Ihre Schiedsrichter-Prüfung hat Amelie ohne Probleme bestanden – „mit voller Punktzahl meine ich mich zu erinnern“, sagt Florian Zimmermann, einer der beiden Verantwortlichen des Kurses der Schiedsrichtergruppe Steiegerwald. „Die Prüfung war am Ende gar nicht so schwer“, resümiert die 15-Jährige. Kniffelig wurde es eigentlich nur zu Beginn des Lehrgangs. „Das war schon auch ein wenig überfordernd. Ich hatte keine besonderen Erwartungen und mir auch vorab nicht so viele Gedanken gemacht. Aber das waren dann schon sehr viele Regeln und vor allem lauter Spezial- und Sonderfälle, die irgendwann in einem Spiel passieren könnten und dann auch exakt so und so zu regeln sind. Da macht man sich als Spielerin ja nie so intensive Gedanken drüber, was eine Schiedsrichterin alles wissen muss, damit es immer fair und gerecht zugeht. Die Prüfungsfragen waren dann aber doch eher die Grundlagen und relativ wenige Spezialfälle. Ich denke auch, dass es ja auch darum geht, vielen Neulingen den Einstieg zu erleichtern und dann in der Praxis zu begleiten.“ Florian Zimmermann von der Schiedsrichtergruppe Steigerwald will das nicht ganz verneinen. „Es geht immer um eine gute Balance. Natürlich müssen gewisse Standards für alle Neulinge eingehalten werden. Die Basics müssen passen. Schließlich sollen auch die Neulinge in der Lage sein, ein Fußballspiel regelkonform zu leiten. Aber es geht auch nicht darum, die Neulinge mit lauter Spezialfragen zu konfrontieren und schon vor dem ersten Einsatz unnötig Ängste vor der Komplexität zu schüren“, erklärt der langjährige Schiedsrichter, der Amelie auch später als einer ihrer sogenannten Paten bei einem Spiel begleitet hat. Dabei unterstützen erfahrene Schiedsrichter die Neulinge, geben Tipps und damit Sicherheit und teilweise können sie auch über Headseats direkt während des Spiels kommunizieren und unterstützen.

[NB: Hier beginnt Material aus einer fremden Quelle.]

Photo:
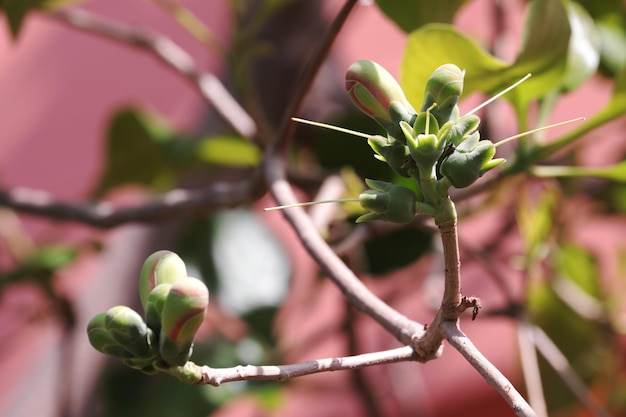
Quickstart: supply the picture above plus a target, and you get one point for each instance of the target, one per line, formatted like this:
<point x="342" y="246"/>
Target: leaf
<point x="143" y="149"/>
<point x="228" y="150"/>
<point x="534" y="219"/>
<point x="543" y="53"/>
<point x="411" y="14"/>
<point x="615" y="108"/>
<point x="615" y="172"/>
<point x="16" y="10"/>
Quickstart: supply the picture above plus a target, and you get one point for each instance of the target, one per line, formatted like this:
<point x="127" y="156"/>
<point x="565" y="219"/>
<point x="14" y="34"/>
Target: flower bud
<point x="161" y="267"/>
<point x="101" y="340"/>
<point x="393" y="152"/>
<point x="154" y="306"/>
<point x="470" y="160"/>
<point x="377" y="94"/>
<point x="128" y="329"/>
<point x="183" y="312"/>
<point x="388" y="202"/>
<point x="444" y="88"/>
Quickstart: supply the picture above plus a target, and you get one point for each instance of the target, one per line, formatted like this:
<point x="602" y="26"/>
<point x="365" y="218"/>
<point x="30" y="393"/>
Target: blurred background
<point x="86" y="117"/>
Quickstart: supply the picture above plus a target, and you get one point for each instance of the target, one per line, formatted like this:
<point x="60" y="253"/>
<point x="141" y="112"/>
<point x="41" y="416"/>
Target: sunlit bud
<point x="444" y="88"/>
<point x="162" y="267"/>
<point x="393" y="152"/>
<point x="127" y="327"/>
<point x="183" y="312"/>
<point x="389" y="202"/>
<point x="376" y="93"/>
<point x="471" y="159"/>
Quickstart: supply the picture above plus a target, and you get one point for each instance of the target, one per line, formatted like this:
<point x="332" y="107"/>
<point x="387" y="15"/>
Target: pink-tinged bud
<point x="162" y="267"/>
<point x="377" y="94"/>
<point x="183" y="312"/>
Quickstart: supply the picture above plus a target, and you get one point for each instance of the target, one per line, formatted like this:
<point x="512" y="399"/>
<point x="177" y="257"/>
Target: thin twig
<point x="217" y="376"/>
<point x="354" y="290"/>
<point x="168" y="52"/>
<point x="174" y="205"/>
<point x="489" y="372"/>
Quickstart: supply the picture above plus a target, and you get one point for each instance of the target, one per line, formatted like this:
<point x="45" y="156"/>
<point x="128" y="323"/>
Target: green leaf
<point x="228" y="150"/>
<point x="411" y="14"/>
<point x="583" y="56"/>
<point x="534" y="219"/>
<point x="543" y="53"/>
<point x="143" y="149"/>
<point x="16" y="10"/>
<point x="436" y="44"/>
<point x="615" y="172"/>
<point x="615" y="108"/>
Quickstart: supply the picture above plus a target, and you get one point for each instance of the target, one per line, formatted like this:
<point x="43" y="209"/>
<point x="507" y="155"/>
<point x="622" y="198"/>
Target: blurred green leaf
<point x="41" y="265"/>
<point x="16" y="10"/>
<point x="615" y="172"/>
<point x="615" y="108"/>
<point x="396" y="249"/>
<point x="143" y="149"/>
<point x="228" y="150"/>
<point x="543" y="54"/>
<point x="411" y="14"/>
<point x="583" y="56"/>
<point x="534" y="219"/>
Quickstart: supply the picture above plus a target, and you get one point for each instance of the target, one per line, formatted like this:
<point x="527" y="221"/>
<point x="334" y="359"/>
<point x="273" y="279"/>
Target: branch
<point x="172" y="55"/>
<point x="217" y="376"/>
<point x="492" y="375"/>
<point x="173" y="205"/>
<point x="561" y="365"/>
<point x="354" y="290"/>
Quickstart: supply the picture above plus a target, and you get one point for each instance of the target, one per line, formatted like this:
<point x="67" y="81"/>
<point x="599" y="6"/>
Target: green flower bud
<point x="128" y="329"/>
<point x="154" y="306"/>
<point x="388" y="202"/>
<point x="444" y="87"/>
<point x="101" y="340"/>
<point x="457" y="131"/>
<point x="425" y="149"/>
<point x="470" y="160"/>
<point x="183" y="312"/>
<point x="393" y="152"/>
<point x="162" y="267"/>
<point x="377" y="94"/>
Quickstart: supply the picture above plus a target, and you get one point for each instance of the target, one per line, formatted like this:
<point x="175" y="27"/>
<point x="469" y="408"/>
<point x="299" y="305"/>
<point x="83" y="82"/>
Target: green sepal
<point x="377" y="94"/>
<point x="102" y="341"/>
<point x="183" y="312"/>
<point x="457" y="131"/>
<point x="444" y="88"/>
<point x="154" y="306"/>
<point x="471" y="159"/>
<point x="162" y="267"/>
<point x="388" y="202"/>
<point x="128" y="329"/>
<point x="393" y="152"/>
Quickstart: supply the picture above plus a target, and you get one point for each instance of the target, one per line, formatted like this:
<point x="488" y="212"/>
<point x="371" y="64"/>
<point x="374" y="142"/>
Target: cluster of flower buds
<point x="175" y="305"/>
<point x="435" y="146"/>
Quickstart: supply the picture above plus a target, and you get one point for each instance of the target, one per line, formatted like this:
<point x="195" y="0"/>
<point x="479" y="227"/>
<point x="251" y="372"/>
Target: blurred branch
<point x="492" y="375"/>
<point x="560" y="364"/>
<point x="354" y="290"/>
<point x="174" y="205"/>
<point x="217" y="376"/>
<point x="168" y="52"/>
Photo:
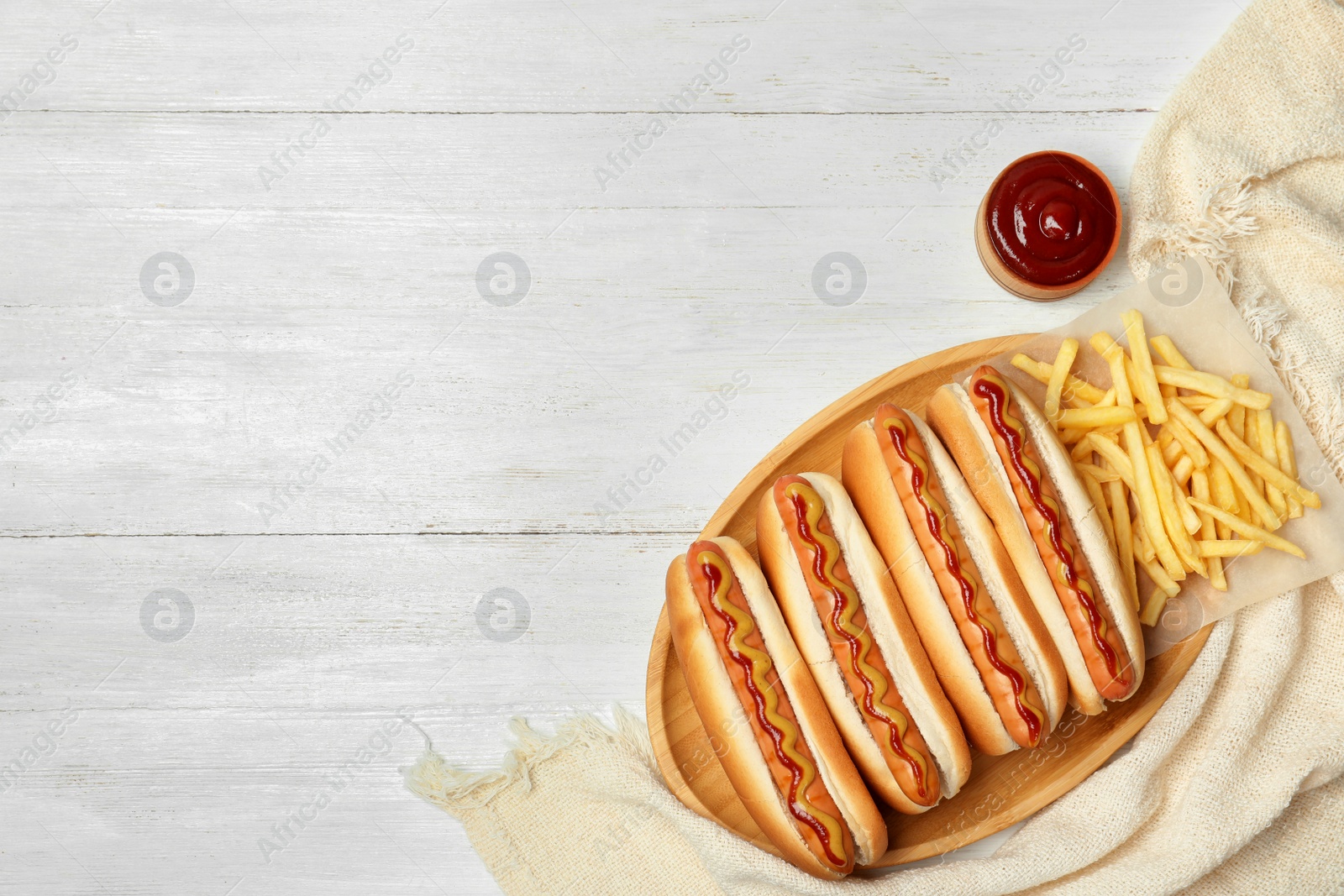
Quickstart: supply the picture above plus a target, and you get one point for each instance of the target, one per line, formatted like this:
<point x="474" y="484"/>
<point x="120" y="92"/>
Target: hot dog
<point x="780" y="747"/>
<point x="985" y="640"/>
<point x="1023" y="479"/>
<point x="850" y="624"/>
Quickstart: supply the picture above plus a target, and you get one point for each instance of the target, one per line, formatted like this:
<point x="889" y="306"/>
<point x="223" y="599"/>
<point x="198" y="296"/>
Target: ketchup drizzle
<point x="840" y="602"/>
<point x="968" y="590"/>
<point x="998" y="399"/>
<point x="716" y="577"/>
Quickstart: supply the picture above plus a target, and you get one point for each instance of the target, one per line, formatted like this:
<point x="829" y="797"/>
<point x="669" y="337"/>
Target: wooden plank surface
<point x="139" y="441"/>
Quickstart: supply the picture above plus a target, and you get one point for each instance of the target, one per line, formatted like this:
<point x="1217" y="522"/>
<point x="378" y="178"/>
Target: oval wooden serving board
<point x="1003" y="790"/>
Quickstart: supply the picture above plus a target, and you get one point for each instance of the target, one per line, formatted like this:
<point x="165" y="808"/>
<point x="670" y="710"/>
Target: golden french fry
<point x="1220" y="449"/>
<point x="1270" y="474"/>
<point x="1171" y="452"/>
<point x="1102" y="343"/>
<point x="1159" y="575"/>
<point x="1225" y="496"/>
<point x="1250" y="531"/>
<point x="1252" y="437"/>
<point x="1187" y="512"/>
<point x="1167" y="349"/>
<point x="1211" y="385"/>
<point x="1097" y="473"/>
<point x="1089" y="418"/>
<point x="1146" y="385"/>
<point x="1184" y="466"/>
<point x="1164" y="582"/>
<point x="1173" y="526"/>
<point x="1268" y="449"/>
<point x="1124" y="537"/>
<point x="1116" y="457"/>
<point x="1214" y="409"/>
<point x="1055" y="387"/>
<point x="1189" y="443"/>
<point x="1153" y="609"/>
<point x="1041" y="371"/>
<point x="1288" y="463"/>
<point x="1146" y="492"/>
<point x="1230" y="548"/>
<point x="1209" y="531"/>
<point x="1142" y="544"/>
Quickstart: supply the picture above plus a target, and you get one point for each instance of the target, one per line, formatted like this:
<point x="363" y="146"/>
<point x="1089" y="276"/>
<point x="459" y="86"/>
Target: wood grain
<point x="645" y="298"/>
<point x="1001" y="790"/>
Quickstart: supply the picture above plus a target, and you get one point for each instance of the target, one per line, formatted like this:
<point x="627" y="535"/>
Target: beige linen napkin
<point x="1234" y="786"/>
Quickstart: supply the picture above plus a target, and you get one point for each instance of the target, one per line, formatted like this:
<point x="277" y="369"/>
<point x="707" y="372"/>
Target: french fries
<point x="1146" y="385"/>
<point x="1189" y="469"/>
<point x="1088" y="418"/>
<point x="1055" y="387"/>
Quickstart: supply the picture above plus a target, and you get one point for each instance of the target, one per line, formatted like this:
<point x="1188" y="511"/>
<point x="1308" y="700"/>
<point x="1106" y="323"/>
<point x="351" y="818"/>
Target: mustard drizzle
<point x="780" y="728"/>
<point x="1054" y="531"/>
<point x="960" y="570"/>
<point x="846" y="606"/>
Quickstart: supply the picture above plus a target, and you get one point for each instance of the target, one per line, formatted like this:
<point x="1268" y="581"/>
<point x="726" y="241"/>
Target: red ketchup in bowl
<point x="1053" y="219"/>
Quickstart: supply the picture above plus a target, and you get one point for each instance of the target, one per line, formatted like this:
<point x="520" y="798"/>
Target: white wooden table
<point x="255" y="490"/>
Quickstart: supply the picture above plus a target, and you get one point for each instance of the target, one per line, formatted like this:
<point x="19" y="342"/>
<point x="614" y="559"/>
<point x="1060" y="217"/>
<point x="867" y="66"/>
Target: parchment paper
<point x="1189" y="304"/>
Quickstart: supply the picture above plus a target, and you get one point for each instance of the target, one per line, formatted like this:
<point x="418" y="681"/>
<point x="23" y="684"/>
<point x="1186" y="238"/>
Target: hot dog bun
<point x="905" y="694"/>
<point x="984" y="458"/>
<point x="734" y="720"/>
<point x="992" y="653"/>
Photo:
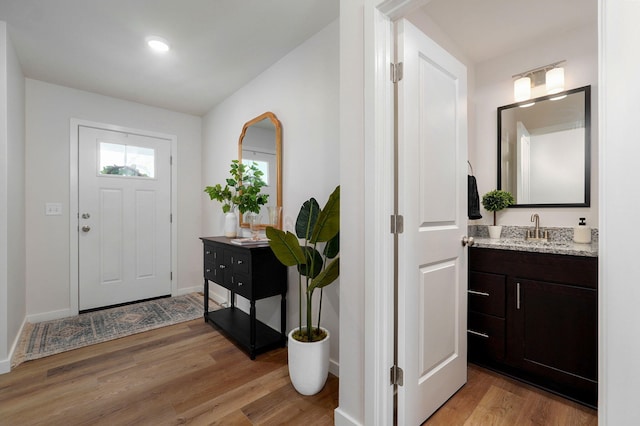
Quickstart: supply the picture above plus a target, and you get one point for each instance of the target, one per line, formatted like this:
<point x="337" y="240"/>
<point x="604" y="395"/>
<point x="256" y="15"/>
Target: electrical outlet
<point x="53" y="209"/>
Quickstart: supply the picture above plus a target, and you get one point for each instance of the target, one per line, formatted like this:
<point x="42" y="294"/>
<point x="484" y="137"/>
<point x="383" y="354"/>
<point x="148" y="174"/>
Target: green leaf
<point x="328" y="223"/>
<point x="285" y="247"/>
<point x="314" y="260"/>
<point x="327" y="276"/>
<point x="307" y="218"/>
<point x="332" y="248"/>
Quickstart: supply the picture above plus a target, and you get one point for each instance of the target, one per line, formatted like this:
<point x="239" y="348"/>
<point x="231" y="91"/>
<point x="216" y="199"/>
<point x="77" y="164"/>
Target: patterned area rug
<point x="51" y="337"/>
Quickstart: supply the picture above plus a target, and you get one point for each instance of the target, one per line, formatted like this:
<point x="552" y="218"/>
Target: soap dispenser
<point x="582" y="233"/>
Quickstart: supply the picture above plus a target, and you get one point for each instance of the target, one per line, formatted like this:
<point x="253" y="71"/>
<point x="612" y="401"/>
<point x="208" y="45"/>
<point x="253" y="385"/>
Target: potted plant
<point x="241" y="191"/>
<point x="314" y="250"/>
<point x="494" y="201"/>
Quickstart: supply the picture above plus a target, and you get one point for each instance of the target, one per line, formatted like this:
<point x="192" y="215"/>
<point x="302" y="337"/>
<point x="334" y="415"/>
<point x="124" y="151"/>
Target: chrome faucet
<point x="536" y="231"/>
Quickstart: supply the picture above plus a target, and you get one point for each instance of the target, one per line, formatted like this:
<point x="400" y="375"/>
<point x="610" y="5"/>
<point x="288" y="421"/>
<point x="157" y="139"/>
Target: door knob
<point x="467" y="241"/>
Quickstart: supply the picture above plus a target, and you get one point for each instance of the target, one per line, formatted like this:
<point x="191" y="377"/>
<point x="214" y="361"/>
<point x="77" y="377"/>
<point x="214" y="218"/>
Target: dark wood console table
<point x="253" y="272"/>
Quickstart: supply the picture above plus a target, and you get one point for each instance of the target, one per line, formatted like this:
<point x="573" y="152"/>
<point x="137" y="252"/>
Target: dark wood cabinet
<point x="534" y="316"/>
<point x="254" y="273"/>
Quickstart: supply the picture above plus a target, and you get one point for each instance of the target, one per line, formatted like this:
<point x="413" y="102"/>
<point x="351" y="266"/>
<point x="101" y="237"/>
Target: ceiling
<point x="485" y="29"/>
<point x="218" y="46"/>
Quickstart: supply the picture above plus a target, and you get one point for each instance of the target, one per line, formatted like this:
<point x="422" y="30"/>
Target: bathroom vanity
<point x="534" y="316"/>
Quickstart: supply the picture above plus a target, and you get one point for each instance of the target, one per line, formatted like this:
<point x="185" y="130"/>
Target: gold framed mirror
<point x="261" y="142"/>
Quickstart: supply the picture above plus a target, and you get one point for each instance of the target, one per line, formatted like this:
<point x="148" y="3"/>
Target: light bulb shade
<point x="522" y="89"/>
<point x="555" y="80"/>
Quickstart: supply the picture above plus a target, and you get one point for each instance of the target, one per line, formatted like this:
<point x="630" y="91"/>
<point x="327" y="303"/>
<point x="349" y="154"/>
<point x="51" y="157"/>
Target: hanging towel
<point x="473" y="206"/>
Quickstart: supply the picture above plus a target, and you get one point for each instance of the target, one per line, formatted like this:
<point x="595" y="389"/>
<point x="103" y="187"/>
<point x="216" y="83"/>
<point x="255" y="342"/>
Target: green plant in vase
<point x="494" y="201"/>
<point x="241" y="190"/>
<point x="314" y="250"/>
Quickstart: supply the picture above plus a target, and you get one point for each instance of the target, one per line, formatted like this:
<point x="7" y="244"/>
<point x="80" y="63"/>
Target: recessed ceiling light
<point x="158" y="44"/>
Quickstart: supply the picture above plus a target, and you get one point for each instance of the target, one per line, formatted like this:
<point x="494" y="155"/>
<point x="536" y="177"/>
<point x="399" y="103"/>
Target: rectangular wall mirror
<point x="544" y="150"/>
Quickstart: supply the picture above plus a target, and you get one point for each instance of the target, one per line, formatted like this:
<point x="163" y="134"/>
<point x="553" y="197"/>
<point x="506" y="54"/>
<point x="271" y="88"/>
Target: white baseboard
<point x="51" y="315"/>
<point x="220" y="300"/>
<point x="5" y="364"/>
<point x="340" y="418"/>
<point x="188" y="290"/>
<point x="334" y="368"/>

Ihre Feuertaufe hat Amelie mittlerweile hinter sich. Am 22. Februar lief sie das erste Mal im Schiri-Dress, mit Pfeife, dem Ball in der Hand und begleitet von zwei Junioren-Teams aufs Feld. „Man wird ja als Unparteiische von der Schiedsrichtergruppe eingeteilt und bekommt dann in der App, in der man auch angibt, wann man Zeit hat und wann nicht, eine Nachricht. Da war ich schon richtig aufgeregt, als da meine erste Partie angezeigt wurde“, erzählt sie. Freundschaftsspiel JFG Steigerwald 2 gegen den TSV Buch 2, Anstoß: 10 Uhr, Pate: Roland Denzler und am Spielfeldrand selbstverständlich auch die Familie und einige Freunde, die sie beim Debüt unterstützten. Mit dem Anpfiff war dann keine Zeit mehr für Aufregung. „Dann ist es eigentlich genauso, wie als Spielerin auch. Da liegt der volle Fokus auf dem Spiel, da ist man ja voll im Tunnel.“ Am Ende gewannen die Gäste 4:2, keine besonderen Vorkommnisse, alles souverän gemeistert!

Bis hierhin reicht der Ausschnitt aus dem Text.